Sure enough, when I came across the dome of black stone, I entered it only because there was nowhere else to go. It seemed much larger from the inside. Domes always do, the canopy of every sky is positively tiny when seen from the outside. It was an empty and bare structure save for the fountain in the middle. There was a dark pool of liquid, and the jet spurted out of the earth like the earth itself was ejecting it, more like a geyser than a fountain. I approached it, it was a thick, dark red liquid. The pool was full of many coins, from many ages, races and civilisations. Some of them I recognized, some of them hardly looked like coins, there were a few cubes of glass, a few shards of silver, and even a pearl. I reached into my pockets, and threw in a coin, forgetting that the crude ritual involved making a wish of some kind. The fountain accepted my payment, and a cup rose to the surface from the murky depths. It was a very fragile cup, of some flimsy material, but sufficient to hold the liquid. If I had a choice then, I did not consider it. I drank it. Then I looked around, expecting something to happen. I walked around the fountain a few times. I sat down in the corner, and contemplated horrible thoughts. I considered my options carefully. I resigned to the only reasonable course of action - make a better effort at finding the botanist.

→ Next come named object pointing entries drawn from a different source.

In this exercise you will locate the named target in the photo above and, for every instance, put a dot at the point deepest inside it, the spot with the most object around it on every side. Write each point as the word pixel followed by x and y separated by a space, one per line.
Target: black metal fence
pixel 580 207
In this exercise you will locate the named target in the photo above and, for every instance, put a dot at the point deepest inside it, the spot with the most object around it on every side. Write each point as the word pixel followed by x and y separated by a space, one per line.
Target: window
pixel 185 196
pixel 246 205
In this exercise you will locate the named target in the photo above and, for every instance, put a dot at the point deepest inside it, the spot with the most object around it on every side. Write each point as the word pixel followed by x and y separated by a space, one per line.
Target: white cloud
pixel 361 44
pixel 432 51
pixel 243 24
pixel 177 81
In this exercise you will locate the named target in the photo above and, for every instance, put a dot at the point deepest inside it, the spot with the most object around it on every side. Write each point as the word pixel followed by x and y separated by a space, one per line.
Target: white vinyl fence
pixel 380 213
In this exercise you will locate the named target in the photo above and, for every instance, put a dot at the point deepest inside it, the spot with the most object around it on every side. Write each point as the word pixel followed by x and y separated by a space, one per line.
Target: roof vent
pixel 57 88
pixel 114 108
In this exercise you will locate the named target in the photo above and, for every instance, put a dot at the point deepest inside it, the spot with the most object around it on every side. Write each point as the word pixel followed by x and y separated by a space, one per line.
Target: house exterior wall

I walked out. There was no doubt about it, the bulls were much more aggressive now, much more quicker. I had to run, but I found that I was full of energy, maybe that was what the drink did to me. An then, to my surprise, I found it, a simple brown leaf in a green circle. This had to be the place. The house smelt like a herbarium. Now to get past the bulls. That was not going to be easy, they were watching my move, prepared to gore me the second I got near enough. They were tied to the posts with very thin chains. I never had the chance to think twice about it, I took a short run up, scaled the gate in a trice, and was over it with only a bruise on my back to show for it - that was where I supposed one of the horns had got me. The door to the house was open, there was even a light on inside. I entered without announcing myself. I saw a table, many bottles with specimens of plants, or herbs or something, a few pots with flowering plants and a couple of chairs. I dared not explore the rest of the house, and waited for the owner to show up. The table was strewn with papers, notes of many kinds, designs and diagrams. I looked through them, I did not understand a single word, or decipher a single diagram, but they looked intricate, carefully crafted, and exhaustively created. With no particular idea of why I was doing it, I pocketed a couple of those handwritten manuals.
The short man in the spectacles and the mane of dark hair appeared. I felt like I had known him all my life. He behaved like it. He took out a small pouch from his pocket, and extracted a handful of seeds from it. He handed them over to me. "This is what you want" he said. "What do I do, eat them?" I asked. "Walk around to the back of the house. Find a patch of bare earth. Plant them there. You can stay here till they grow. I have other things to attend to." And just like that, he left me alone in the room.